Книга: Упрямый Галилей
Назад: БОЛЬШЕ ЯСНОСТИ – БОЛЬШЕ НЕОПРЕДЕЛЕННОСТИ
Дальше: НЕОБЫКНОВЕННЫЕ ПРИКЛЮЧЕНИЯ ТЕННИСНОГО МЯЧИКА

ПРЕВРАТНОСТИ МЕТОДА

Итак, я рассмотрел предпринятые Декартом – в основном неудачные – попытки описать и объяснить явление свободного падения тел. Подобных неудач в «натурфилософской» биографии французского философа было немало. Почему Декарт «проиграл бой» (М.К. Мамардашвили) Галилею, Ньютону, Лейбницу и многим другим создателям математики и естествознания Нового времени? На мой взгляд, причина коренится отнюдь не в недостаточной одаренности философа или в ограниченности научных знаний эпохи. Последнее обстоятельство, разумеется, сыграло свою роль, но главное все-таки не в этом. Основными помехами стали для Декарта его философско-методологические позиции.
На первый взгляд это кажется странным. Ведь и Декарт, и Галилей, и Ньютон говорили подчас об одном и том же.

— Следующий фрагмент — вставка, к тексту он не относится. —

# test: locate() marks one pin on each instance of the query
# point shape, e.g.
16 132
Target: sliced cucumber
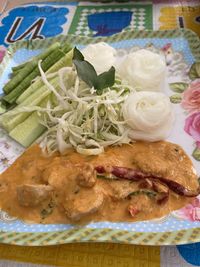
63 62
28 131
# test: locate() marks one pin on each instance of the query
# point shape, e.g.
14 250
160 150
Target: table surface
82 255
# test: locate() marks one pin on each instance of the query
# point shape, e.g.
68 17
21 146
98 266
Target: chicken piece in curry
133 182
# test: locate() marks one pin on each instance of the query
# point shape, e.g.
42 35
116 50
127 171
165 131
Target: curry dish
126 183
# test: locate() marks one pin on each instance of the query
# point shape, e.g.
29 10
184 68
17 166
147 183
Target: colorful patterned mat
97 19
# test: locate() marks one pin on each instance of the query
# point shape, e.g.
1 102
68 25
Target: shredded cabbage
80 118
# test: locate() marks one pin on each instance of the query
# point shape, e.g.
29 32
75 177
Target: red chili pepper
136 175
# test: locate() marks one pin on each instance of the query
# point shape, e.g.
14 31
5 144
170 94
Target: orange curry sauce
67 189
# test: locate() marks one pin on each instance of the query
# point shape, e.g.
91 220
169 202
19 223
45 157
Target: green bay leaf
87 73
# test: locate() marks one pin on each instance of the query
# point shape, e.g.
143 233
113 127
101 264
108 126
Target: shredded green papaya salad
87 100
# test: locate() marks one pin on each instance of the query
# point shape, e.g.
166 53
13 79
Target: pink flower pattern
191 97
192 126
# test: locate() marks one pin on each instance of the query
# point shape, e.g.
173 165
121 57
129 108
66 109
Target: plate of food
100 139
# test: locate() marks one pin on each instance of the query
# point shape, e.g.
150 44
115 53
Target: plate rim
78 234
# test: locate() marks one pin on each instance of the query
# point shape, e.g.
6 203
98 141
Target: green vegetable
9 120
42 56
28 131
25 83
88 74
65 61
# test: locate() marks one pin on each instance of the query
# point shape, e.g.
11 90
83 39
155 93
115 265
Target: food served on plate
93 122
125 183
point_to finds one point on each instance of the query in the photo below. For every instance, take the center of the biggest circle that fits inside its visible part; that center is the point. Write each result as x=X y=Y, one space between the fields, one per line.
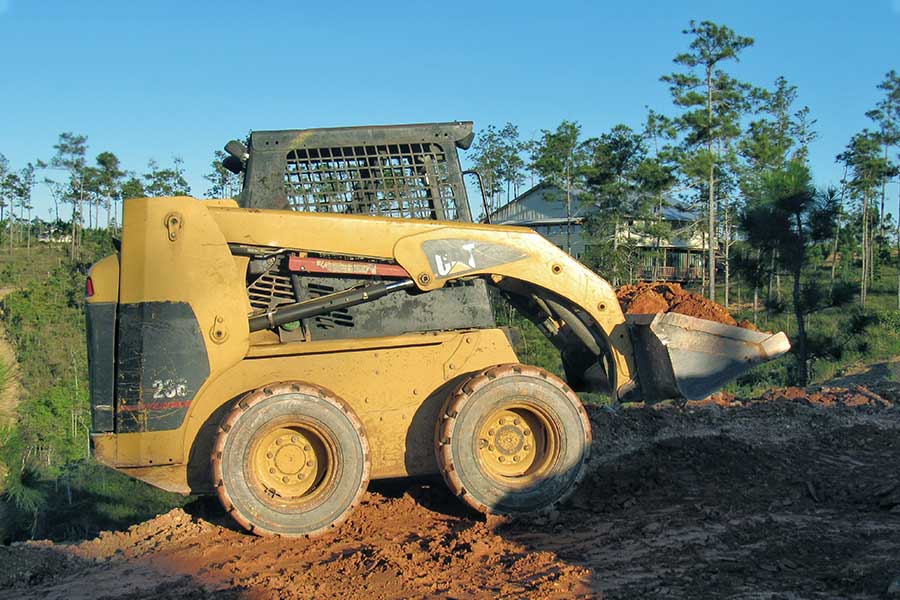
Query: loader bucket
x=681 y=357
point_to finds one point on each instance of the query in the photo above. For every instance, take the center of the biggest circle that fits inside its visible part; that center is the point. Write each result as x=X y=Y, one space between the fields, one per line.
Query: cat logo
x=453 y=257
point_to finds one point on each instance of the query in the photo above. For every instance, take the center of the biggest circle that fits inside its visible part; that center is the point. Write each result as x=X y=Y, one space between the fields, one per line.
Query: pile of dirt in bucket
x=659 y=296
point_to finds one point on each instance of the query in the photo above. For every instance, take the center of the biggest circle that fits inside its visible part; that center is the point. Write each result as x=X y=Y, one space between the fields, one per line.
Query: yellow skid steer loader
x=334 y=325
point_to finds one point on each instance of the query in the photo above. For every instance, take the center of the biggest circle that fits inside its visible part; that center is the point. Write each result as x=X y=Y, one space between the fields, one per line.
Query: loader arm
x=578 y=307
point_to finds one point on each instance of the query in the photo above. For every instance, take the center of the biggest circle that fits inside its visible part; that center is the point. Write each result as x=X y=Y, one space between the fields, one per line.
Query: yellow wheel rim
x=291 y=461
x=517 y=444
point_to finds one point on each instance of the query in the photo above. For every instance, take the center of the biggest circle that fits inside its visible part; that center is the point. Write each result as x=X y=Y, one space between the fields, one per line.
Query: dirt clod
x=659 y=296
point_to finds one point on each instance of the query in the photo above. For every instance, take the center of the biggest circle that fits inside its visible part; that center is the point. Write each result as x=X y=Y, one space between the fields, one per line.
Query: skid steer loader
x=333 y=325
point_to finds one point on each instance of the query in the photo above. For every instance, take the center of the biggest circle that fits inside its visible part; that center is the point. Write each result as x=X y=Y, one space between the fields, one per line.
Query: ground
x=795 y=495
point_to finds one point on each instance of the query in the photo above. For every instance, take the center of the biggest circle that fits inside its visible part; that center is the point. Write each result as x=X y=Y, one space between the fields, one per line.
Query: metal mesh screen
x=390 y=180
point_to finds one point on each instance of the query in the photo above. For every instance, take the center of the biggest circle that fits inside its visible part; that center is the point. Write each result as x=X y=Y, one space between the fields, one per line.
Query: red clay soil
x=858 y=395
x=793 y=495
x=659 y=296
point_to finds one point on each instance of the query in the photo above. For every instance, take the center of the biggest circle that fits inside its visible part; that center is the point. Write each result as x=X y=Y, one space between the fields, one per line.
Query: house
x=679 y=257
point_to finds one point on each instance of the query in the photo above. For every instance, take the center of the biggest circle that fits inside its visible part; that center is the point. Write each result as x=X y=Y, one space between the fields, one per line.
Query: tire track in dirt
x=788 y=496
x=11 y=390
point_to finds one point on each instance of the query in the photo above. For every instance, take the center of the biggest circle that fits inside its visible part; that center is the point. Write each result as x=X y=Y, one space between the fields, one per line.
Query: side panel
x=100 y=319
x=162 y=365
x=182 y=312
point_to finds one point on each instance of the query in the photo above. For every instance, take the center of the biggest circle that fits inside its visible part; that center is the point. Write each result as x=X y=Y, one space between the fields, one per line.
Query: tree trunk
x=726 y=256
x=802 y=375
x=864 y=279
x=712 y=192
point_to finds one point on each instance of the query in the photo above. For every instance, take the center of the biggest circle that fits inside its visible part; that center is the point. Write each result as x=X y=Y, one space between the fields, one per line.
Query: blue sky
x=156 y=79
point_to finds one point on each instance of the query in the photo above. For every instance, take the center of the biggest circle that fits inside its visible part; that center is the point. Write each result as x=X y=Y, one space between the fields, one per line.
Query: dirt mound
x=781 y=496
x=828 y=396
x=859 y=395
x=659 y=296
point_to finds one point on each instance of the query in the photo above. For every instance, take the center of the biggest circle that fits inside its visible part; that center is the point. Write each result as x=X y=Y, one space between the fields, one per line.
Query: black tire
x=300 y=434
x=513 y=413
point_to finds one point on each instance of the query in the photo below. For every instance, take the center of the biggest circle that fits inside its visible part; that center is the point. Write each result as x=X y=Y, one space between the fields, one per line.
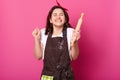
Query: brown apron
x=56 y=59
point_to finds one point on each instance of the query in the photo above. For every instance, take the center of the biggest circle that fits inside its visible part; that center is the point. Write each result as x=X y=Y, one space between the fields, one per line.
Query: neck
x=57 y=30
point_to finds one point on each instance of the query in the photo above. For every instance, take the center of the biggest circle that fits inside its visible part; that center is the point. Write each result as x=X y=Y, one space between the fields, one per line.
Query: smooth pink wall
x=99 y=57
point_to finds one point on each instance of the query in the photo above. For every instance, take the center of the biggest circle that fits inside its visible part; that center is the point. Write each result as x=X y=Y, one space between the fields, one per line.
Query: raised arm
x=38 y=47
x=75 y=38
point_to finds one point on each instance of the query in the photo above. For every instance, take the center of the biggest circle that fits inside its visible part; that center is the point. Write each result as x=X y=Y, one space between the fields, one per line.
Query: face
x=57 y=18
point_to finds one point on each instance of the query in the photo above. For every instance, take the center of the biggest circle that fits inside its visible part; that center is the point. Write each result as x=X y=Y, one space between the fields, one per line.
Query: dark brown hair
x=49 y=26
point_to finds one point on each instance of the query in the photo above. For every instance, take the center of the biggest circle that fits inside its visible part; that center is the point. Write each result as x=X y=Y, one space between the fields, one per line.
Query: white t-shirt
x=44 y=38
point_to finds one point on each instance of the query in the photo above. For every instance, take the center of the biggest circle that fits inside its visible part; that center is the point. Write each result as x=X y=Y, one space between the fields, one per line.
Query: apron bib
x=56 y=59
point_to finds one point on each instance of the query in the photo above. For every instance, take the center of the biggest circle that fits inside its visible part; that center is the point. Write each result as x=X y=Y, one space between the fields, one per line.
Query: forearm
x=38 y=49
x=75 y=51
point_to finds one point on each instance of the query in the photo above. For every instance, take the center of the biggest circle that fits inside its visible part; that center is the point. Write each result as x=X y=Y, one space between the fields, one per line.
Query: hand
x=36 y=33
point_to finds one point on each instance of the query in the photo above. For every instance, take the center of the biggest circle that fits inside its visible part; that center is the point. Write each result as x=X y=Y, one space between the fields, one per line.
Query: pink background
x=99 y=57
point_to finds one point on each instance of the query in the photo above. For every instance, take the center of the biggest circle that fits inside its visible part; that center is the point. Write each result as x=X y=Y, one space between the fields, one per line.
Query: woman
x=53 y=45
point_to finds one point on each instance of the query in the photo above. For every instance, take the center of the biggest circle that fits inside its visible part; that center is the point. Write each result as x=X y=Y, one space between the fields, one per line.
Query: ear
x=50 y=21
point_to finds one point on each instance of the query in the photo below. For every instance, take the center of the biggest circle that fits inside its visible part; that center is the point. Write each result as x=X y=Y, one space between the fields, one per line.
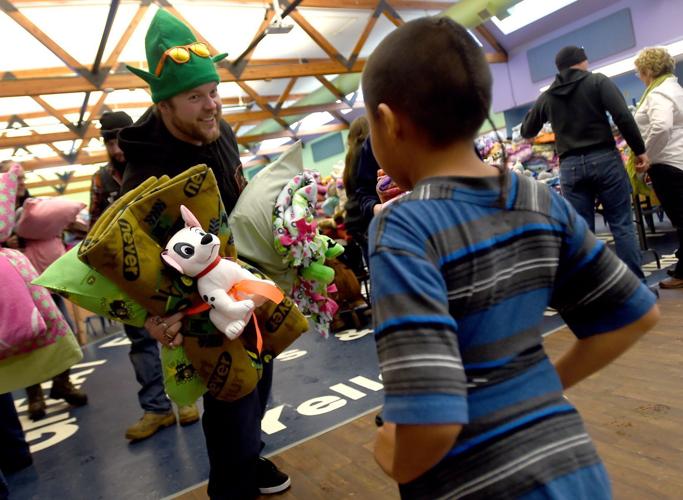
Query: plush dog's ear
x=171 y=261
x=188 y=217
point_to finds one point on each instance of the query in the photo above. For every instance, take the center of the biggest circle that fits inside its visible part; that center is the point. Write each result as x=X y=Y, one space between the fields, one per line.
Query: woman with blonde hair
x=359 y=183
x=660 y=119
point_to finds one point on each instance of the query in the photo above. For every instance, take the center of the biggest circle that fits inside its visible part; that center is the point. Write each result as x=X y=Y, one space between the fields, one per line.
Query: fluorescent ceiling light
x=273 y=143
x=626 y=65
x=527 y=12
x=315 y=120
x=475 y=38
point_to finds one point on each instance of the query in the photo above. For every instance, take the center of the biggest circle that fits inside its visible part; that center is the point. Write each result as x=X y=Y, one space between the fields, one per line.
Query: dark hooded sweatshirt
x=576 y=105
x=151 y=150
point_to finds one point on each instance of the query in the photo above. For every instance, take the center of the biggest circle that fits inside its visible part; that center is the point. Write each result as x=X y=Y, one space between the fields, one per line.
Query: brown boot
x=62 y=388
x=149 y=424
x=36 y=402
x=188 y=414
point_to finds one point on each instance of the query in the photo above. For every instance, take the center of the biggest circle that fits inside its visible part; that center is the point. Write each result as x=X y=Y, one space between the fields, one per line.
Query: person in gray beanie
x=591 y=167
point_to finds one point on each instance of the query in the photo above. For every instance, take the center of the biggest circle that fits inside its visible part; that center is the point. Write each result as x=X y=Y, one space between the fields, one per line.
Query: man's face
x=193 y=116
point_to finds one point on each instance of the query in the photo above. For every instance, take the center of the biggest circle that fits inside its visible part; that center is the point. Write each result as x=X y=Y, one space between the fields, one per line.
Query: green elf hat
x=176 y=60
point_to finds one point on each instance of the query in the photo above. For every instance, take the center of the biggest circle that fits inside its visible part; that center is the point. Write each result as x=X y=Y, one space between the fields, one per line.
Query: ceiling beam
x=239 y=117
x=317 y=37
x=116 y=81
x=55 y=161
x=285 y=94
x=366 y=33
x=226 y=101
x=332 y=89
x=317 y=4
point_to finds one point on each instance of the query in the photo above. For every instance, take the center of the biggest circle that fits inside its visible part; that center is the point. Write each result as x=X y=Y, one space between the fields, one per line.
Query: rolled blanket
x=297 y=239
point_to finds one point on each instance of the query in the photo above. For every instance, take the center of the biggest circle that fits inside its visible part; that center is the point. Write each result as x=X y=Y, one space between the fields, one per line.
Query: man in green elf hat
x=184 y=128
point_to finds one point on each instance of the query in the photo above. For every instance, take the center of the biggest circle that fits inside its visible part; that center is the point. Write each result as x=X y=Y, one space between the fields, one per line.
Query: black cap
x=569 y=56
x=113 y=121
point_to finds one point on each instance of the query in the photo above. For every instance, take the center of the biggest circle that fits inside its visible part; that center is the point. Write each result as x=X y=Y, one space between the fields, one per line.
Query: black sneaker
x=270 y=479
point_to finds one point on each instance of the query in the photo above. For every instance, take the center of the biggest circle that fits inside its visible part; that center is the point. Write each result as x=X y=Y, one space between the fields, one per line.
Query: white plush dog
x=194 y=253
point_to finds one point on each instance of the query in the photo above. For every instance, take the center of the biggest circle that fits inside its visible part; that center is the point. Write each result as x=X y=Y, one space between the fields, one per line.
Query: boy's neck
x=458 y=159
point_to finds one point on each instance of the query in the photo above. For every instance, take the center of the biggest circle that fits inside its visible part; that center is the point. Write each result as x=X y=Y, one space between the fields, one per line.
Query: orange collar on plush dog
x=250 y=287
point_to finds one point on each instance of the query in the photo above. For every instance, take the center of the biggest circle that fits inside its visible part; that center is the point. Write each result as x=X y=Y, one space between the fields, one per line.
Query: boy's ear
x=389 y=120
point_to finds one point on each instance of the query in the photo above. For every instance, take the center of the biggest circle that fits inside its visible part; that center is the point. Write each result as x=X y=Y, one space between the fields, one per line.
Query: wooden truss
x=110 y=74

Действительно, Декарт – еще раз напомню цитированный выше фрагмент из заключительных страниц «Principia Philosophiae» – допускает, что описанные им причины «таковы, что все действия, которые могут из них произойти, окажутся подобными действиям, замечаемым нами в мире», даже если в действительности явления произошли по каким-то иным причинам». О том же спустя шестьдесят с лишним лет говорил и Ньютон, а спустя примерно сто сорок лет – Антуан Лоран Лавуазье.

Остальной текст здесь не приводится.